On the Prospects of Equation Discovery and Symbolic Regression 

<strong>Figure 1.</strong> A section of “Man, Controller of the Universe” by Diego Rivera. Powered by the scientific conquest of the celestial and micro-biological scales, a worker steers the fate of humanity with an enormous machine. Figure courtesy of <a href="https://en.wikipedia.org/wiki/File:Mural._El_hombre_en_el_cruce_de_caminos._Diego_rivera_(1934).JPG" target="_blank"> AAP86/Wikimedia Commons</a> and shared via the <a href="https://creativecommons.org/licenses/by-sa/3.0/deed.en" target="_blank"> Creative Commons Attribution-ShareAlike 3.0 Unported license</a>.
Figure 1. A section of “Man, Controller of the Universe” by Diego Rivera. Powered by the scientific conquest of the celestial and micro-biological scales, a worker steers the fate of humanity with an enormous machine. Figure courtesy of AAP86/Wikimedia Commons and shared via the Creative Commons Attribution-ShareAlike 3.0 Unported license.
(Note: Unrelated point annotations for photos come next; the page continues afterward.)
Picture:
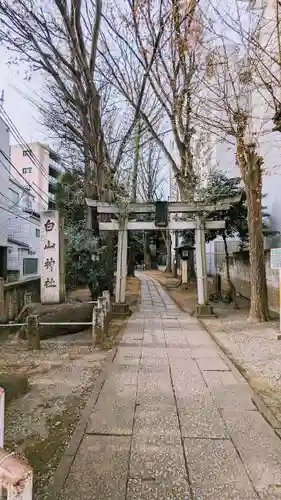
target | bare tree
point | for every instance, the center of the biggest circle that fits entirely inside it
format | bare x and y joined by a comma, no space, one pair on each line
230,87
158,43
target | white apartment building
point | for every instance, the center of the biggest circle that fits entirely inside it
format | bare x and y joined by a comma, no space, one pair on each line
4,187
37,166
23,257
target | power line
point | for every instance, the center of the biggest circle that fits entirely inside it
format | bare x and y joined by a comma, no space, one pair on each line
17,215
10,207
28,183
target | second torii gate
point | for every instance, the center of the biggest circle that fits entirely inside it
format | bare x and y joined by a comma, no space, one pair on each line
196,219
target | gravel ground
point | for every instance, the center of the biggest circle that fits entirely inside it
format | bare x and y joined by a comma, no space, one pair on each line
254,348
61,376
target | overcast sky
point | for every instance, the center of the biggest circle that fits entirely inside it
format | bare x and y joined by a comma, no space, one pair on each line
21,112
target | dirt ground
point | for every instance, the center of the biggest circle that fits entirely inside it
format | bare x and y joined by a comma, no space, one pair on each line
253,348
61,376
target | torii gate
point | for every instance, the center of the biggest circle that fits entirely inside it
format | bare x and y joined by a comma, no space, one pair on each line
197,220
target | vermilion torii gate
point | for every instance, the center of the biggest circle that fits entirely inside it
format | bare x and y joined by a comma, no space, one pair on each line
195,217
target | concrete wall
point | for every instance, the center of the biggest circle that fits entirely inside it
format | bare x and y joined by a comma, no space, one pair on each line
23,228
4,183
29,174
12,297
239,272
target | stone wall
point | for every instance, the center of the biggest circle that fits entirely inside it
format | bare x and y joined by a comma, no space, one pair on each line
14,295
240,275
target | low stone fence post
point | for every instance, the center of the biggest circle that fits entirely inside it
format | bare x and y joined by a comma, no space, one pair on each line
97,325
33,333
2,422
15,476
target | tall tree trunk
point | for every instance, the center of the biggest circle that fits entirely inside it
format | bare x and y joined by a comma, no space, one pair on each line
227,262
169,252
131,256
250,165
147,252
259,300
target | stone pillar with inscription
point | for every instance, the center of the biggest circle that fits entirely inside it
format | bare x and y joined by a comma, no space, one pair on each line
52,258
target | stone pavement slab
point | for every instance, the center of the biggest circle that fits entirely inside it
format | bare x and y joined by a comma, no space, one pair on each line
99,470
173,420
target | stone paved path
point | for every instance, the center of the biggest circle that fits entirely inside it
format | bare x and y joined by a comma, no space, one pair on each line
172,420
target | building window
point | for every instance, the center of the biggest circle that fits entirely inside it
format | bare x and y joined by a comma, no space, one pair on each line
14,196
30,266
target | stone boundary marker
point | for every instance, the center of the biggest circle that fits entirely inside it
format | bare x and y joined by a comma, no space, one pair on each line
257,401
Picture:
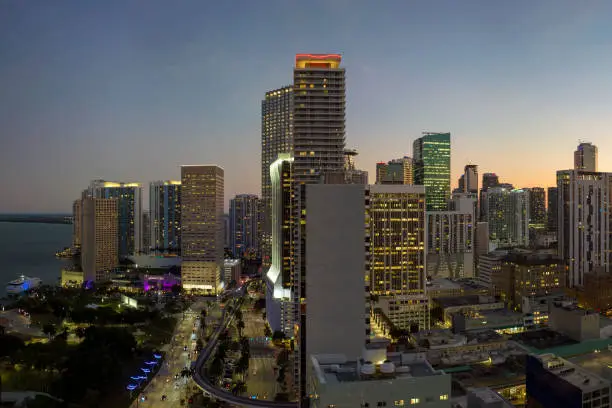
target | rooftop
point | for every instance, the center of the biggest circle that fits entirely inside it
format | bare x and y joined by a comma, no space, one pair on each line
543,339
335,368
454,301
488,396
572,373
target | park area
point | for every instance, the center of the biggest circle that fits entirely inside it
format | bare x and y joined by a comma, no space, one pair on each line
81,345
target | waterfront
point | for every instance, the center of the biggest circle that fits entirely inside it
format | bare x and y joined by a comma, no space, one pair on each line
29,249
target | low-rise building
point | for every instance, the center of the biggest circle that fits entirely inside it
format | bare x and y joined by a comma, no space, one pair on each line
553,382
443,287
71,278
232,269
573,321
399,380
447,306
486,398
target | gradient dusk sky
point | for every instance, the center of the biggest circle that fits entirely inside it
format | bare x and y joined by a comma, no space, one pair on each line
130,90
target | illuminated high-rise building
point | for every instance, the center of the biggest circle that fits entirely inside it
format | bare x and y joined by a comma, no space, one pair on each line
99,244
276,138
537,207
508,216
76,224
471,178
244,225
488,180
432,157
129,212
165,217
278,294
202,201
451,239
585,157
584,225
397,253
396,171
552,210
318,147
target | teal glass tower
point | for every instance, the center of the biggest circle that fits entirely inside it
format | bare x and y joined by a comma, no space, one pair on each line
432,168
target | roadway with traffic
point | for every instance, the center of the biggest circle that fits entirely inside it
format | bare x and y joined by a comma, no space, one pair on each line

In his 1933 lecture “On the Method of Theoretical Physics,” Albert Einstein offered insight into empiricism and “pure thought” in apprehending nature through physical laws. He began his discussion with a warning: “if you wish to learn from the theoretical physicist anything about the methods which he uses, I would give you the following piece of advice: don’t listen to his words, examine his achievements” [4]. He emphasized that experience “cannot possibly be the source” of fundamental concepts. Einstein did not rely on existing measurements of the velocities of Brownian particles in devising his statistical theory of this phenomenon, and he used elaborate thought experiments involving chasing beams of light to develop the special theory of relativity [16]. Far from being derived from the data, general relativity received its first experimental confirmation with Eddington's 1919 measurement of light deflecting around the sun, three years after the theory's introduction. As Einstein’s epochal scientific creativity shows, scientific discovery is a nebulous affair. On this topic, Karl Popper insists that devising a theory “seems to me neither to call for logical analysis nor to be susceptible of it,” later expressing that how scientists generate a theory “is irrelevant to the logical analysis of scientific knowledge” [11]. 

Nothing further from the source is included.